Rosenbloom’s nuanced approach is intertwined with her work as the cofounder of the Death Salon, an organization whose mission is to “[encourage] conversations on mortality and mourning and their resonating effects on our culture and history.” Styled after an 18th century salon, the event series is part of the Order of the Good Death, a group that works to promote the death positive movement — which aims to destigmatize dying.

“Basically everything that you take for granted and think is normal around death is totally culturally relative,” says Rosenbloom. She remembers having “a seed of fear” planted after attending an uncle’s funeral around 11, observing family members as they approached and retreated from the open casket. Eventually, she understood the necessity of confronting her own anxieties around mortality from an intellectual perspective. “I’m a bit of a control freak, anxious person, and if there’s something I can do or if I can learn about things and try to understand them, that helps with the anxiety thing.”

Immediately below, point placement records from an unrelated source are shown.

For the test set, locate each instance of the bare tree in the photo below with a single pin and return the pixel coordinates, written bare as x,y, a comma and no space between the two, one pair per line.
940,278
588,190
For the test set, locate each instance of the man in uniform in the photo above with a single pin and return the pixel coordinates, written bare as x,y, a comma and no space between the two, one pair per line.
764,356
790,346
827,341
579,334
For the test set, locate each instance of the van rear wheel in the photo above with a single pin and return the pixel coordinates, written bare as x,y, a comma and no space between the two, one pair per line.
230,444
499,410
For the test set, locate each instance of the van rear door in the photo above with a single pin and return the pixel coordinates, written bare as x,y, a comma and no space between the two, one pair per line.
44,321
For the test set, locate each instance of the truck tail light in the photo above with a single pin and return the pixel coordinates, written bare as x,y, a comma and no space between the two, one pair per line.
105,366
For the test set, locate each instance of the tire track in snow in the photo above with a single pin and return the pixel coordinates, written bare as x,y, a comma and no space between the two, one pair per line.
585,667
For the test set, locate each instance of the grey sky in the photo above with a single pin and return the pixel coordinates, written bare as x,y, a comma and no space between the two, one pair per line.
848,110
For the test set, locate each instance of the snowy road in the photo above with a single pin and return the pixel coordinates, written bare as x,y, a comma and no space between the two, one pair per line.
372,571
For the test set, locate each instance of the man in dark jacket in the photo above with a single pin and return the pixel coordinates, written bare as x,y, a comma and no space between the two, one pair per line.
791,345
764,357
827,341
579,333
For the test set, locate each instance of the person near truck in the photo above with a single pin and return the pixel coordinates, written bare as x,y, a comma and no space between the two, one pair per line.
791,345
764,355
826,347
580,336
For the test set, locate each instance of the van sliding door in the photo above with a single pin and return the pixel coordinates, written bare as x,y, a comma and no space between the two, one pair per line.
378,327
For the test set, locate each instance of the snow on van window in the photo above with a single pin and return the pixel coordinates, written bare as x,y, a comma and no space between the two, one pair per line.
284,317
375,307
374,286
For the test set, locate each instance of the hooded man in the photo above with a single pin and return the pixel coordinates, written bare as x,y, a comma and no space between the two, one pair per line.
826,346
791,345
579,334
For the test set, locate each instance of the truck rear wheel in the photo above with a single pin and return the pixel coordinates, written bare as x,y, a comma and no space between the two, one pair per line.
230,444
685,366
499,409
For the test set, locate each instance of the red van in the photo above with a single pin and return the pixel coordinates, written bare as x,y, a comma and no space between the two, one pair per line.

In many ways, “Dark Archives” feels like an extension of Rosenbloom’s death positive work, urging us to confront not just what happens to physical bodies after they die but the memory of people who occupied them — and a society that has systematically brushed them aside. “We can’t go back in time and stop anthropodermic books from being created,” writes Rosenbloom, “but since they exist, they have important lessons to teach us — if we’re willing to reckon with their dark past and all that it tells us about the culture in which they were created.”